There are three scenarios taking shape for Afghanistan’s future, none of which are advantageous for Russia.

 The first is that NATO troops rapidly withdraw. The consequences would presumably be the return of the Taliban, the fall of the Kabul government and the escalation of military operations against Pakistan, all the way up to the Taliban breaking through to Pakistani nuclear sites. Tajikistan and Uzbekistan would be forced to protect the Tajik and Uzbek clans of Afghanistan or block attempts by the Taliban to support rebel Islamists on their territory.

Under the second scenario, the status quo would remain in place indefinitely. The result would be an expansion in drug trafficking. The CSTO would be forced to step up its own actions near the Afghan-Tajik and Afghan-Uzbek borders. The independent actions of the CSTO in Afghanistan would increase tension in the organization’s relations with NATO.

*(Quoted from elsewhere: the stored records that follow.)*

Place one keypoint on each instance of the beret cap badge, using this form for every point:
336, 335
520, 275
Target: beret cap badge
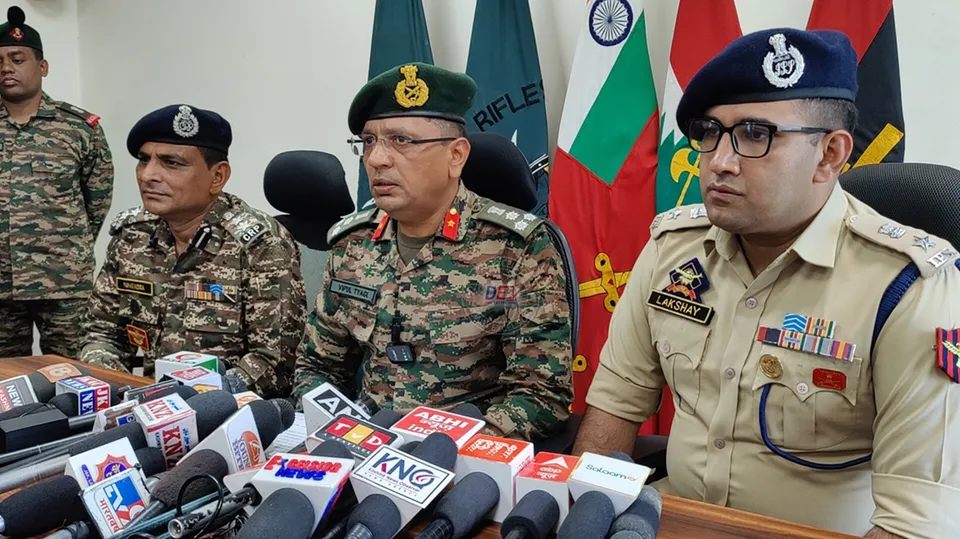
185, 124
411, 91
783, 66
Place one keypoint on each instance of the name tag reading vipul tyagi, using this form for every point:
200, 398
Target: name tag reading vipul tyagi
353, 290
682, 296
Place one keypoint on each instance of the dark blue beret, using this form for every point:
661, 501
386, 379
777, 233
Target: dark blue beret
773, 65
184, 125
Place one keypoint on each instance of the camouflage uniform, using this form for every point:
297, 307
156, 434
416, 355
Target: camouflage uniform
252, 321
483, 305
56, 184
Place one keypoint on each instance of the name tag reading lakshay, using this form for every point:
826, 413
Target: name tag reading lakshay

In the third scenario, NATO would intensify military actions in 2011–2013 with the goal of “finishing off” the Taliban. NATO would try to establish a dialogue with individual Central Asian countries, particularly Uzbekistan. Given the lack of coordination with CSTO, Moscow could perceive NATO’s steps as an attempt to cause a split in the organization.

Russian experts are increasingly getting the feeling that NATO’s policies in Afghanistan are intentionally unfriendly towards Russia. The withdrawal of NATO troops from Afghan territory could lead to a new regional war. In such a situation, Moscow would be faced with the difficult choice of either getting drawn into a war or failing to observe its commitments as part of CSTO.

Alexei Fenenko is a lead researcher at the Institute of International Security Problems of the Russian Academy of Sciences.